O sistema Estar está dentro da lei e ao reassumir o estacionamento rotativo nas ruas centrais de Maringá, o Poder Público Municipal cumpriu uma promessa de campanha e rompeu um contrato que era lesivo ao patrimônio público e aos bolsos de cada um de nós, portanto, merece ser prestigiado.
ANTONIO SÉRGIO NEVES DE AZEVEDO, Maringá
Dom Geraldo Fernandes
Claretiano, elevado a primeiro bispo da então gigante Londrina, esse prelado era sábio, quanto humilde e, agora, na Pátria Celeste, mais um santo. Conheci-o em 1957, quando veio a Rolândia, abençoar o jantar das Damas de Caridade, entidade que tinha a piedosa senhora dona Martinha Ribeiro de Oliveira como presidente e alma dessa associação. Depois, tivemos ocasião de assistir a uma aula de Direito Romano na Faculdade, primeira turma. Ótimo expositor, com o poder de síntese. Fundou, com a irmã Lêonia Milito, a Congregação Marcial das Claretianas. Ainda adoentado foi à África, em missão da Ordem. Arcebispo, recebeu de todos o aplauso pela ótima construção da nova catedral e inúmeras obras. Dom Geraldo Fernandes, lá do céu abençoai a todos quantos labutam neste prodigioso Norte do Paraná, que a Folha de Londrina muito bem retrata, todos os dias!
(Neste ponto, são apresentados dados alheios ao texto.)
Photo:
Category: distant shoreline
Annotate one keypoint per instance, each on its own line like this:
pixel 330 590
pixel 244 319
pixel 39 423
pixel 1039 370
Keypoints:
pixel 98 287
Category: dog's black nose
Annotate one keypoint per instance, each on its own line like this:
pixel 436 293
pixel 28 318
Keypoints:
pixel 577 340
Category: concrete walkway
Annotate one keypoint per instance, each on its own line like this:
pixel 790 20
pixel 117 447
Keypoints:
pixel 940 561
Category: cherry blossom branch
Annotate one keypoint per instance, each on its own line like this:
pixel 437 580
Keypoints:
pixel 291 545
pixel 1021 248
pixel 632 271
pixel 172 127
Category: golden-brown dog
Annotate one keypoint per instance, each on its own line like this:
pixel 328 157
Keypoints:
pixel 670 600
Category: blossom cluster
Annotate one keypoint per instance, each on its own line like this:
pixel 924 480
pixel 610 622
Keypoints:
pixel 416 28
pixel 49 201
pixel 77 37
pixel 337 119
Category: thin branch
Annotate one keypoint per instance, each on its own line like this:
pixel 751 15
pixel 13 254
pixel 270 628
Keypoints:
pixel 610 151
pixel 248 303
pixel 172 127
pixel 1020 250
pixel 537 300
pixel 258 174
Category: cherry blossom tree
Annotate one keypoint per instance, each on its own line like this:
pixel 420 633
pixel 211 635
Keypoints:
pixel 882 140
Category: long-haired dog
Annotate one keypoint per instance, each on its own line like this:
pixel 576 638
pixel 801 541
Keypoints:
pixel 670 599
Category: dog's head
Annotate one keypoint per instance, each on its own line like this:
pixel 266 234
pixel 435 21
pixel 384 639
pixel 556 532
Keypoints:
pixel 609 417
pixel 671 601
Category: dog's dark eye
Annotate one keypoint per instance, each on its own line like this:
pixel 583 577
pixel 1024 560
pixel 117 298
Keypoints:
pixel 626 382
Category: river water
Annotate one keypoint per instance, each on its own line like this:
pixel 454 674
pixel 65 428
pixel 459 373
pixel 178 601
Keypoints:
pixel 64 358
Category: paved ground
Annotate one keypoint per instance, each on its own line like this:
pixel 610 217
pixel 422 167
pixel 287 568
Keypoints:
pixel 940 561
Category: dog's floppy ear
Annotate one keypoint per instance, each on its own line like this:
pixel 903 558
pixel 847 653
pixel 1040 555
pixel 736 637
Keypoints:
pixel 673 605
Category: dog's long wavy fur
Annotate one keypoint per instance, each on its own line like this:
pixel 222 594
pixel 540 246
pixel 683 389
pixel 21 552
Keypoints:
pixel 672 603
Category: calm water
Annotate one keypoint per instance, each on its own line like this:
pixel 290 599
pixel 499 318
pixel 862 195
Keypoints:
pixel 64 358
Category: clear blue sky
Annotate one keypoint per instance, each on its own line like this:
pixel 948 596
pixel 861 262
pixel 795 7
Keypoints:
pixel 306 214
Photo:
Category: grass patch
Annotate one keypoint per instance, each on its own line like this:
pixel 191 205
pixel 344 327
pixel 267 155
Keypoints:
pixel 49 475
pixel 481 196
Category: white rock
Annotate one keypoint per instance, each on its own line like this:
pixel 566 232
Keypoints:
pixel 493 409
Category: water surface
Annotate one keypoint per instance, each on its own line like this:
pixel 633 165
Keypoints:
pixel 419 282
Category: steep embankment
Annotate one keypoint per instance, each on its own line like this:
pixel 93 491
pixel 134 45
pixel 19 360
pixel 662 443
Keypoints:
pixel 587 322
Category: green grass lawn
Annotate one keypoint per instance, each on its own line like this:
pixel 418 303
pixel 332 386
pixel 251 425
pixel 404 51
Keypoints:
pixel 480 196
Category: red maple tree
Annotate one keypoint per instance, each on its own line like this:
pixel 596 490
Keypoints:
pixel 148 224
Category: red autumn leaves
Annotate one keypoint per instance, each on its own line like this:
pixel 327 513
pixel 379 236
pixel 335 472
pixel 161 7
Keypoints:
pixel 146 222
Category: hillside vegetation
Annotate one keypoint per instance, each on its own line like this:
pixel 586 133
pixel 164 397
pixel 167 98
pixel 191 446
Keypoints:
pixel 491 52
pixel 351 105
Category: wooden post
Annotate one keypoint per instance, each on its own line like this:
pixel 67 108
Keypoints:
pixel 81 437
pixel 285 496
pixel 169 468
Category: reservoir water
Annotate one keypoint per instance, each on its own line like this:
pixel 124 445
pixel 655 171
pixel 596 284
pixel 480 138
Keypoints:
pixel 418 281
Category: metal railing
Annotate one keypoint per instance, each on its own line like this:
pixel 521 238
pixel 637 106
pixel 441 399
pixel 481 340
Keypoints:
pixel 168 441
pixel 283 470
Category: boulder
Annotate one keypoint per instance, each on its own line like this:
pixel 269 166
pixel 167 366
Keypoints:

FLÁVIO ROPELATTO, Curitiba
Correção
Diferente do que foi publicado na reportagem de ontem sobre as consequências da greve para a Universidade Estadual de Londrina (UEL), os processos de reconhecimento dos cursos de Desenho Industrial, Engenharia Elétrica, Arquivologia e Artes Cênicas foram suspensos, e não cancelados.